The latest official PMIs showed the manufacturing sector in contraction for a third month, while the non-manufacturing gauge fell further to 53.2, the lowest since December, when the decision to lift COVID curbs overnight amid rare street protests went awry.
So far, PBoC support is limited to the kind of dribs and drabs easing investors have come to expect from a body which consistently eschews so-called monetary “flooding” in favor of boilerplate assurances about “ample” liquidity. The PBoC lowered repo rates and the key MLF rate last month, setting up modest cuts to banks’ lending rates.
Fading expectations around the economy have contributed to a steep slide for the yuan, which is trading near the weakest levels against the dollar in a decade and a half.
The PBoC is leaning into the fix and, tellingly, cracking down on the dissemination of “negative information” about domestic stocks (a finance writer with almost five million followers disappeared from Weibo late last month).
Pan is the keeper of the reserves, which officially amount to $3 trillion. If you ask Brad Setser, they’re actually more like $6 trillion. There’s no shortage of firepower to intervene, but overt intervention isn’t consistent with the charade that says the yuan (which, the de-dollarization fans among you are reminded, is soft-pegged to the currency it’s allegedly going to supplant) is more market-determined than it used to be.

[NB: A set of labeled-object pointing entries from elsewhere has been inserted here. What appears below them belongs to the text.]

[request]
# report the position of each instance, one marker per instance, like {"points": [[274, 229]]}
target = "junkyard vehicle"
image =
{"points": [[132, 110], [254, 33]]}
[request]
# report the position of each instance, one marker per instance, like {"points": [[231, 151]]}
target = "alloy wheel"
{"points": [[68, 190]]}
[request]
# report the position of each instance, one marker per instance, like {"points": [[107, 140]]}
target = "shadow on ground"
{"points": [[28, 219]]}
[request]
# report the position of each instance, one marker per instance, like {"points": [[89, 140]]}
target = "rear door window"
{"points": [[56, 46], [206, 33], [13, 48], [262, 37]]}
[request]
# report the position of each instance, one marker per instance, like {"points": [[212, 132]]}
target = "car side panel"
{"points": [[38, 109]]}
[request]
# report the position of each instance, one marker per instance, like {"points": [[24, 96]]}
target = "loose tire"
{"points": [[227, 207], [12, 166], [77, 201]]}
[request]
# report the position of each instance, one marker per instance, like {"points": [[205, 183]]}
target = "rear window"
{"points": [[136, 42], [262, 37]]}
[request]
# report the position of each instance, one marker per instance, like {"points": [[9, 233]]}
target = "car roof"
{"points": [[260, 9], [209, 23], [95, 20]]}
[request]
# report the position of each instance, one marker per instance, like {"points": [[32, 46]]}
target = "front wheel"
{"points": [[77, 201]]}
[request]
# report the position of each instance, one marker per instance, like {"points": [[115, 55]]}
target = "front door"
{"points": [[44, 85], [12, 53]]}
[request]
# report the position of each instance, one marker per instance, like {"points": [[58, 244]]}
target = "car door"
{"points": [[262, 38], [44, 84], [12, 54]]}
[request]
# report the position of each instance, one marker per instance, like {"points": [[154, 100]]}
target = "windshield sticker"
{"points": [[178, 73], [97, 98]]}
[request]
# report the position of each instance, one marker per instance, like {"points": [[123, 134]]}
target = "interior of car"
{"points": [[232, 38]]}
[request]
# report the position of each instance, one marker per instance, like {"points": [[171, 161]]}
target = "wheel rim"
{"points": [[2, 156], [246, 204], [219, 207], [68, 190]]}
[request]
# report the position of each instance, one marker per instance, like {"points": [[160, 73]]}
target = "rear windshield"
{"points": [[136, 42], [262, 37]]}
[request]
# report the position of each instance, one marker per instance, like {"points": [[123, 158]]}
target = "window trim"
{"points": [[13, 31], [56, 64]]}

I’m not sure Pan’s appointment or the reconsolidated director-governor role makes much difference. He’s just a career technocrat. Pan has Cambridge and Harvard on his resume, and markets know him well, but that’s not the issue here “Dude” (somebody will get it). The problem is Xi. If anything, that problem now appears worse at the margins. Both top central bank roles are soon to be occupied by someone who isn’t on the Central Committee. Not that anyone other than Xi has any influence regardless of Party standing, but if anyone did, that person isn’t Pan.
The CSI 300 is among the only underperformers in a world where virtually all assets have done well+ in 2023. The MSCI China is down almost 20% over five months.
Yes, but did Mr. Pan pee on the Dude’s rug?
Thank God. I was beginning to think nobody got it.
Everything’s fine until new information comes to light.